The transitions of a homogenous Markov chain is given by a single matrix [math]\displaystyle{ P }[/math]. Suppose that [math]\displaystyle{ \pi^{(0)} }[/math] is the initial distribution. At each time [math]\displaystyle{ t }[/math],

[math]\displaystyle{ \begin{align}\pi^{(t+1)}=\pi^{(t)}P\end{align} }[/math].

Expanding this recursion, we have

[math]\displaystyle{ \begin{align}\pi^{(n)}=\pi^{(0)}P^n\end{align} }[/math].

From now on, we restrict ourselves to the homogenous Markov chains, and the term "Markov chain" means "homogenous Markov chian" unless stated otherwise.

Definition (finite Markov chain)
Let [math]\displaystyle{ P }[/math] be an [math]\displaystyle{ N\times N }[/math] stochastic matrix. A process [math]\displaystyle{ X_0,X_1,\ldots }[/math] with finite space [math]\displaystyle{ \mathcal{S}=[N] }[/math] is said to be a (homogenous) Markov chain with transition matrix [math]\displaystyle{ P }[/math], if for all [math]\displaystyle{ n\ge0, }[/math] all [math]\displaystyle{ i,j\in[N] }[/math] and all [math]\displaystyle{ i_0,\ldots,i_{n-1}\in[N] }[/math] we have
[math]\displaystyle{ \begin{align} \Pr[X_{n+1}=j\mid X_0=i_0,\ldots,X_{n-1}=i_{n-1},X_n=i] &=Pr[X_{n+1}=j\mid X_n=i]\\ &=P_{i,j}. \end{align} }[/math]

To specify a Markov chain, we only need to give:

  • initial distribution [math]\displaystyle{ \pi^{(0)} }[/math];
  • transition matrix [math]\displaystyle{ P }[/math].

Then the transitions can be simulated by matrix products:

[math]\displaystyle{ \pi^{(0)}\stackrel{P}{\longrightarrow}\pi^{(1)}\stackrel{P}{\longrightarrow}\pi^{(2)}\stackrel{P}{\longrightarrow}\cdots\cdots\pi^{(t)}\stackrel{P}{\longrightarrow}\pi^{(t+1)}\stackrel{P}{\longrightarrow}\cdots }[/math]

The distribution of the chain at time [math]\displaystyle{ n }[/math] can be computed by [math]\displaystyle{ \pi^{(n)}=\pi^{(0)}P^n }[/math].

Another way to picture a Markov chain is by its transition graph. A weighted directed graph [math]\displaystyle{ G(V,E,w) }[/math] is said to be a transition graph of a finite Markov chain with transition matrix [math]\displaystyle{ P }[/math] if:

  • [math]\displaystyle{ V=\mathcal{S} }[/math], i.e. each node of the transition graph corresponds to a state of the Markov chain;
  • for any [math]\displaystyle{ i,j\in V }[/math], [math]\displaystyle{ (i,j)\in E }[/math] if and only if [math]\displaystyle{ P_{i,j}\gt 0 }[/math], and the weight [math]\displaystyle{ w(i,j)=P_{i,j} }[/math].
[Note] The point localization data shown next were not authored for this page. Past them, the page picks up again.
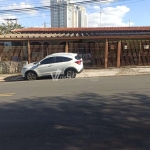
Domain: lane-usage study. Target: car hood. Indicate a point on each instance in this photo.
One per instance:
(30, 65)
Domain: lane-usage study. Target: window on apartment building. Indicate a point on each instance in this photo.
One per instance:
(146, 46)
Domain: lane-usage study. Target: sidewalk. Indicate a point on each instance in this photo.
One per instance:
(87, 73)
A transition graph defines a natural random walk: at each time step, at the current node, the walk moves through an adjacent edge with the probability of the weight of the edge. It is easy to see that this is a well-defined random walk, since [math]\displaystyle{ \begin{align}\sum_j P_{i,j}=1\end{align} }[/math] for every [math]\displaystyle{ i }[/math]. Therefore, a Markov chain is equivalent to a random walk, so these two terms are often used interchangeably.
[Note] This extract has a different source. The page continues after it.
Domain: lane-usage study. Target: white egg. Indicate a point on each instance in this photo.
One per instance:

Irreducibility and aperiodicity

Definition (irreducibility)
State [math]\displaystyle{ j }[/math] is accessible from state [math]\displaystyle{ i }[/math] if it is possible for the chain to visit state [math]\displaystyle{ j }[/math] if the chain starts in state [math]\displaystyle{ i }[/math], or, in other words,
[math]\displaystyle{ \begin{align}P^n(i,j)\gt 0\end{align} }[/math]
for some integer [math]\displaystyle{ n\ge 0 }[/math]. State [math]\displaystyle{ i }[/math] communicates with state [math]\displaystyle{ j }[/math] if [math]\displaystyle{ j }[/math] is accessible from [math]\displaystyle{ i }[/math] and [math]\displaystyle{ i }[/math] is accessible from [math]\displaystyle{ j }[/math].
We say that the Markov chain is irreducible if all pairs of states communicate.

It is more clear to interprete these concepts in terms of transition graphs:

  • [math]\displaystyle{ j }[/math] is accessible from [math]\displaystyle{ i }[/math] means that [math]\displaystyle{ j }[/math] is connected from [math]\displaystyle{ i }[/math] in the transition graph, i.e. there is a directed path from [math]\displaystyle{ i }[/math] to [math]\displaystyle{ j }[/math].
  • [math]\displaystyle{ i }[/math] communicates with [math]\displaystyle{ j }[/math] means that [math]\displaystyle{ i }[/math] and [math]\displaystyle{ j }[/math] are strongly connected in the transition graph.
  • A finite Markov chain is irreducible if and only if its transition graph is strongly connected.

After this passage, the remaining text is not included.